Study design: We demonstrated the differentiation of notochordal cells by direct observation using a live automated cell imaging system. We also hypothesized that notochordal cells have characteristics of chondrocyte-like cells.
Objective: To determine characteristics of notochordal cells by matrix protein expression and their differentiation using a live automated cell imager.
Summary of background data: Although notochordal cells are critical to homeostasis of intervertebral disc, their fate has not been extensively studied and there is little evidence of notochordal cells as progenitors.
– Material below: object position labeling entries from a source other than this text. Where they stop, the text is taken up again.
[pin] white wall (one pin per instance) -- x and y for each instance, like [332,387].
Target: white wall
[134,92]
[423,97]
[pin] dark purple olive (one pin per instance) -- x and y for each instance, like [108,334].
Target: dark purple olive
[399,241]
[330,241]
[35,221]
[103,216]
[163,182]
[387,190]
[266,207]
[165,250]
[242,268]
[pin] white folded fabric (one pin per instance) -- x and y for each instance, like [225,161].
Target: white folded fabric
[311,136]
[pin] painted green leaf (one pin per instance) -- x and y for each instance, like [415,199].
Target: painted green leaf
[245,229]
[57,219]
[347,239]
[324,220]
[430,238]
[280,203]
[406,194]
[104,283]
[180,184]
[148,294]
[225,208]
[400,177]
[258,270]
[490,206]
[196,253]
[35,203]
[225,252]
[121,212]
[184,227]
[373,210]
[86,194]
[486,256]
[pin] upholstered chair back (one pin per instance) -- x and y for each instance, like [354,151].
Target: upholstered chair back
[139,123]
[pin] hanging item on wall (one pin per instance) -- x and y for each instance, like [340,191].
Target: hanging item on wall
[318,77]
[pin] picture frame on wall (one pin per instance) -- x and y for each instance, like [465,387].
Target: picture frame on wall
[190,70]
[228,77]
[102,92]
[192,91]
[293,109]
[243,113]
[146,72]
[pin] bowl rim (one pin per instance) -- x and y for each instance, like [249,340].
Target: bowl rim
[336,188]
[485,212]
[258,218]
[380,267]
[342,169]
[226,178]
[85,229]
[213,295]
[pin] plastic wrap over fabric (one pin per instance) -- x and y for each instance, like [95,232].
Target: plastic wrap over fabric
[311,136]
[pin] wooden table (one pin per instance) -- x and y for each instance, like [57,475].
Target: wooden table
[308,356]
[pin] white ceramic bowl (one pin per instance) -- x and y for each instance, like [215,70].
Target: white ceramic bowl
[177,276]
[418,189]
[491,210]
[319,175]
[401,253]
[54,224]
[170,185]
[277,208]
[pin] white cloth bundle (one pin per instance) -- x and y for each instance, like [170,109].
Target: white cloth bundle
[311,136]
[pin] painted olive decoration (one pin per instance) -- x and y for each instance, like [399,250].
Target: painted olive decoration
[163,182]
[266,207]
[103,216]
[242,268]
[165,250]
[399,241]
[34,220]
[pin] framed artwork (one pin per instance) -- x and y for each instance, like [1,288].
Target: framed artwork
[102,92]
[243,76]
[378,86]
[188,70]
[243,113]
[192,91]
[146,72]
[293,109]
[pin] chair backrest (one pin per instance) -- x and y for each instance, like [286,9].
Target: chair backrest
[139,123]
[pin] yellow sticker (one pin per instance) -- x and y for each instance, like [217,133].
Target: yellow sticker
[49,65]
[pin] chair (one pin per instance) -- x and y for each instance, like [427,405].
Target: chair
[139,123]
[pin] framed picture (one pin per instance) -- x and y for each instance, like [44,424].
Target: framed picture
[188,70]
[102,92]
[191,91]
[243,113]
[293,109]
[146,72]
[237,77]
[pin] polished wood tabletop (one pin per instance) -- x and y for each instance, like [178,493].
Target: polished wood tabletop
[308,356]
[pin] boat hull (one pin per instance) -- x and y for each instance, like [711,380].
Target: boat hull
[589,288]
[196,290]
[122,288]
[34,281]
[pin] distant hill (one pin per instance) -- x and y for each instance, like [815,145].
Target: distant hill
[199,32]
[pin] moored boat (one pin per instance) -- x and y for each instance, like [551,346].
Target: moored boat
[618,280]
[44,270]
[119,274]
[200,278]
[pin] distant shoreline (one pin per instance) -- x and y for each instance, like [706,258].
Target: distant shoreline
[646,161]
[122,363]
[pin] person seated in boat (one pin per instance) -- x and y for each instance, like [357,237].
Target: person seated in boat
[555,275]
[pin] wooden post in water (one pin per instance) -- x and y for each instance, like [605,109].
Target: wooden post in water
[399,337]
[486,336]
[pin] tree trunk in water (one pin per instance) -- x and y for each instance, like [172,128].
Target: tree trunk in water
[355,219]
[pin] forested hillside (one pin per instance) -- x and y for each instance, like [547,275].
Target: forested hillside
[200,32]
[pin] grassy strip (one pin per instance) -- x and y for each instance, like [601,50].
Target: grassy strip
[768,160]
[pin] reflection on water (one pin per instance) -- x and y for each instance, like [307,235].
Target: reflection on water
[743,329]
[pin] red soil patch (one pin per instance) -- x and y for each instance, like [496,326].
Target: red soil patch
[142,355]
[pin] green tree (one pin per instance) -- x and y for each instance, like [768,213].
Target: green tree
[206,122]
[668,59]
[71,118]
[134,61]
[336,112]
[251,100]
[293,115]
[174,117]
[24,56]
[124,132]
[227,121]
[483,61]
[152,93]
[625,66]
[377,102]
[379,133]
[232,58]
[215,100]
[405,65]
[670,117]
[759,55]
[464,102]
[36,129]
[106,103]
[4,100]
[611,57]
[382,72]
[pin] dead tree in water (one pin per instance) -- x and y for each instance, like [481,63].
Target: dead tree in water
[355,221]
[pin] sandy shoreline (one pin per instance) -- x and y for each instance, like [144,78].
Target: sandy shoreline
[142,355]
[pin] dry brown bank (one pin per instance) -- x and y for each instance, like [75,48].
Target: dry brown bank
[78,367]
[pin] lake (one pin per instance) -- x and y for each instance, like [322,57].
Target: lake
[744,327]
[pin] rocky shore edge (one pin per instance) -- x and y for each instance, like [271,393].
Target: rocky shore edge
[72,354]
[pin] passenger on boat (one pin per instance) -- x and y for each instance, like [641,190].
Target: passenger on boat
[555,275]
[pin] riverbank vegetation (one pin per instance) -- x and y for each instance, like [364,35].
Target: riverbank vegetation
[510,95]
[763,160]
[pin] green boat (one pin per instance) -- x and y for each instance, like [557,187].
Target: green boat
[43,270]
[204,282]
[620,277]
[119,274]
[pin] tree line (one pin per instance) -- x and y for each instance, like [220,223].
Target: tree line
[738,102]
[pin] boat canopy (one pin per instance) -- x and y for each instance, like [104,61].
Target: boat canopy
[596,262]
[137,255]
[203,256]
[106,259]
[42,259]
Methods: Notochordal cells purified from rabbit nucleus pulposus were isolated after serial filtration. Notochordal cells in 3-dimensional culture were compared to chondrocyte-like cells by S sulfate incorporation into proteoglycan and reverse transcription polymerase chain reaction for gene expression(collagen II and aggrecan). Notochordal cells in 2-D culture were used for immunocytochemical staining (collagen II, aggrecan, and SOX9) and time-lapsed cell tracking study.
Results: Notochordal cells were capable of proteoglycan production at a rate comparable to chondrocyte-like cells (108% +/- 22.6% to chondrocyte-like cells) and expressed collagen II, aggrecan, and SOX9. In time-lapsed cell tracking analysis, notochordal cells were slower in population doubling time than chondrocyte-like cells and differentiated into 3 morphologically distinct cell types: vacuolated cells (area: 2392 +/- 507.1 microm, velocity: 0.09 +/- 0.01 microm/min); giant cells (area: 12678 +/- 1637.0 microm, velocity: 0.08 +/- 0.01 microm/min) which grew rapidly without cell division; polygonal cells (area: 3053 +/- 751.2 microm, 0.14 +/- 0.01 microm/min) morphologically similar to typical differentiation type of chondrocyte-like cells (area: 2671 +/- 235.6 microm, 0.19 +/- 0.01 microm/min). Rarely, notochordal cells formed clusters analogous to that observed in vivo.
Conclusion: These studies demonstrate a chondrocyte phenotype of notochordal cells and are the first direct evidence of notochordal cell differentiation, suggesting that they may act as progenitor cells, which has the potential to lead to their use in novel approaches to regeneration of degenerative intervertebral disc.